La bande-son n’est pas en reste, car si les musiques d’ambiances sont assez discrètes, c’est toute une palanquée de chansons originales, la plupart diégétiques, qui viennent ponctuer l’aventure. Des morceaux de fin de chapitre, certains passant à la radio, et d’autres que je vous laisse le soin de découvrir, qui apportent un cachet supplémentaire à l'œuvre. Le design des effets sonores n’est pas en reste, apportant quelques sueurs froides lors de moments tendus vous rappelant que vous êtes effectivement dans un jeu d’horreur. Et enfin, bien qu’il soit triste d’avoir à le préciser, je n’ai pas eu l’ombre d’un bug sur l’ensemble de l’aventure. Une réussite technique en tous points.
Conclusion
Vous l’aurez compris, Alan Wake II est une pure merveille, effaçant tous les doutes que j’avais pu avoir assez rapidement. Remedy à capitaliser sur ses tentatives bancales de ces quinze dernières années pour livrer une œuvre somme singulière.

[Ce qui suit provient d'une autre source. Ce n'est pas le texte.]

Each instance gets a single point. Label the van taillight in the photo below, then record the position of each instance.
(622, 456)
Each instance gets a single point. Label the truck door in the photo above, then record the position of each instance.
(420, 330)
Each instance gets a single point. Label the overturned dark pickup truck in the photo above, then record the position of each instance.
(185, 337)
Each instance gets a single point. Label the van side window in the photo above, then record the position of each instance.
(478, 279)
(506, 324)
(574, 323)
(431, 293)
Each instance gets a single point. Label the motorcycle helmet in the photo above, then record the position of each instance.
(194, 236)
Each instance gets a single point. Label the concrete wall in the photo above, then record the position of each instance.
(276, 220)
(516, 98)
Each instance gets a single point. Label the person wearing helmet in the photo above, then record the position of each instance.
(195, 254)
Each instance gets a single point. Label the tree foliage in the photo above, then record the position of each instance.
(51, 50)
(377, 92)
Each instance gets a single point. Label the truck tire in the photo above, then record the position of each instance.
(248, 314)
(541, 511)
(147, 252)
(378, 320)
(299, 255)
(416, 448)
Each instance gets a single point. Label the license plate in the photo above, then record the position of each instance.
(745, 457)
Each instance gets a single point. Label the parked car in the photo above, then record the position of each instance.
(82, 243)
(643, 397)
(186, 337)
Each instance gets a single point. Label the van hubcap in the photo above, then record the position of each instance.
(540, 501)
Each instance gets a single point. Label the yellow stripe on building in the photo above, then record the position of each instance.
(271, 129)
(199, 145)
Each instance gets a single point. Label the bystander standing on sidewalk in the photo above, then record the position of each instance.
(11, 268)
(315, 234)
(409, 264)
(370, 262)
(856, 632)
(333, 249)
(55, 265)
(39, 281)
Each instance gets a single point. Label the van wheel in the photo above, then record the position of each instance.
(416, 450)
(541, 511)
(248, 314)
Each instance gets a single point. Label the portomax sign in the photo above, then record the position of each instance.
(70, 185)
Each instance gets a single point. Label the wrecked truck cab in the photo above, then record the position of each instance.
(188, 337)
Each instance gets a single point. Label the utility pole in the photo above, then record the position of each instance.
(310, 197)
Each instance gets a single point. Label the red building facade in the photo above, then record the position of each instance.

Si on pourra regretter un certain classicisme dans la gestion des gunfights, il serait malvenu d’occulter le reste de l’oeuvre qui promet un avenir radieux au studio finlandais, parti pour étoffer son univers avec toujours plus d’ambition et de moyens suite au succès retentissant du titre.
Et c’est bien mérité ! Kippis !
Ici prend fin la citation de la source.